Since BioTelemetry, Inc. (NASDAQ:BEAT) has faced bearish sentiment from hedge fund managers, logic holds that there exists a select few hedgies who sold off their positions entirely last quarter. At the top of the heap, Matthew Hulsizer’s PEAK6 Capital Management said goodbye to the biggest investment of the “upper crust” of funds watched by Insider Monkey, valued at about $1.1 million in stock. Cliff Asness’s fund, AQR Capital Management, also dropped its stock, about $1 million worth. These transactions are interesting, as total hedge fund interest dropped by 3 funds last quarter.
Let’s go over hedge fund activity in other stocks – not necessarily in the same industry as BioTelemetry, Inc. (NASDAQ:BEAT) but similarly valued. These stocks are Seacoast Banking Corporation of Florida (NASDAQ:SBCF), STAAR Surgical Company (NASDAQ:STAA), SFL Corporation Ltd. (NYSE:SFL), and Comstock Resources Inc (NYSE:CRK). This group of stocks’ market caps are closest to BEAT’s market cap.
|Ticker||No of HFs with positions||Total Value of HF Positions (x1000)||Change in HF Position|
View table here if you experience formatting issues.
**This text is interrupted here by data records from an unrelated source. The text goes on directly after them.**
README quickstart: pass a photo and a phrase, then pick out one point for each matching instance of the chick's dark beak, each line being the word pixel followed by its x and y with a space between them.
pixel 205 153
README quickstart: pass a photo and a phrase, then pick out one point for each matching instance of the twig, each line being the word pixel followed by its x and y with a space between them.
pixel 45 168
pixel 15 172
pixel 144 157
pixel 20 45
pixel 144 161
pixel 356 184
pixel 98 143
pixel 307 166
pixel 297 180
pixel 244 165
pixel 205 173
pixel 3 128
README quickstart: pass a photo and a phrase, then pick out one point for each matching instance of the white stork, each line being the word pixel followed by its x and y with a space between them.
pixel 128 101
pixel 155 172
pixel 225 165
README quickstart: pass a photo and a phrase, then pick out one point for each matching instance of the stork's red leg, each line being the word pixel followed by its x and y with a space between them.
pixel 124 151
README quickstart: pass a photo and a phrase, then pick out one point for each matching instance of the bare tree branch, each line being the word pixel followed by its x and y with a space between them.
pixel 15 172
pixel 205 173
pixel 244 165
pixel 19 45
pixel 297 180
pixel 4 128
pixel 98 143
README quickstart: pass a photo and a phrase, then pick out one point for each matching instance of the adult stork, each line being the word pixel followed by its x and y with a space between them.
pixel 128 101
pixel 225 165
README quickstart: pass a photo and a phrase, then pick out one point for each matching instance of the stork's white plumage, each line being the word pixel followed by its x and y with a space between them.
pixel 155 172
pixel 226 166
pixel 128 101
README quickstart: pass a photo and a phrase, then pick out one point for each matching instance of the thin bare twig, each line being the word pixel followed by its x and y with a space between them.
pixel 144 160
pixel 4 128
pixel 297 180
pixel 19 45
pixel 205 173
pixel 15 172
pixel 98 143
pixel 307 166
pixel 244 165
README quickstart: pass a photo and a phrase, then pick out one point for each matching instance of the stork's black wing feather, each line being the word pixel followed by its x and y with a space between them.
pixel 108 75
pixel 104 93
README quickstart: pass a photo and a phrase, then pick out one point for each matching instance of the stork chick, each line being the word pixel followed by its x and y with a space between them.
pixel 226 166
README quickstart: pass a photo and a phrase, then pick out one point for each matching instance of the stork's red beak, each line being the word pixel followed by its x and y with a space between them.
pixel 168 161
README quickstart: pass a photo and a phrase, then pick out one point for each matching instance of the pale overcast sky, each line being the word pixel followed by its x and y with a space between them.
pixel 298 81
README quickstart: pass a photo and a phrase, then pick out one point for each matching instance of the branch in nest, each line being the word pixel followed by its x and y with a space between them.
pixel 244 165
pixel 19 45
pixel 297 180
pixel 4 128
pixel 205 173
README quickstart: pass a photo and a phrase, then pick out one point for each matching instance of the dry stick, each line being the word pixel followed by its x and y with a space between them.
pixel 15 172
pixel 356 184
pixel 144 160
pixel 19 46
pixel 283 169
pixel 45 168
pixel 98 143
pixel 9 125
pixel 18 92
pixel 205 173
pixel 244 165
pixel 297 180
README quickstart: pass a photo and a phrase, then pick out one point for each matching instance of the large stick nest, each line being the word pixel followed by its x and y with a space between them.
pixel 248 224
As you can see these stocks had an average of 13 hedge funds with bullish positions and the average amount invested in these stocks was $189 million. That figure was $50 million in BEAT’s case. STAAR Surgical Company (NASDAQ:STAA) is the most popular stock in this table. On the other hand Comstock Resources Inc (NYSE:CRK) is the least popular one with only 7 bullish hedge fund positions. BioTelemetry, Inc. (NASDAQ:BEAT) is not the most popular stock in this group but hedge fund interest is still above average. Our calculations showed that top 20 most popular stocks among hedge funds returned 41.3% in 2019 and outperformed the S&P 500 ETF (SPY) by 10.1 percentage points. These stocks lost 13.0% in 2020 through April 6th but still beat the market by 4.2 percentage points. Hedge funds were also right about betting on BEAT, though not to the same extent, as the stock returned -14.2% during the first three months of 2020 (through April 6th) and outperformed the market as well.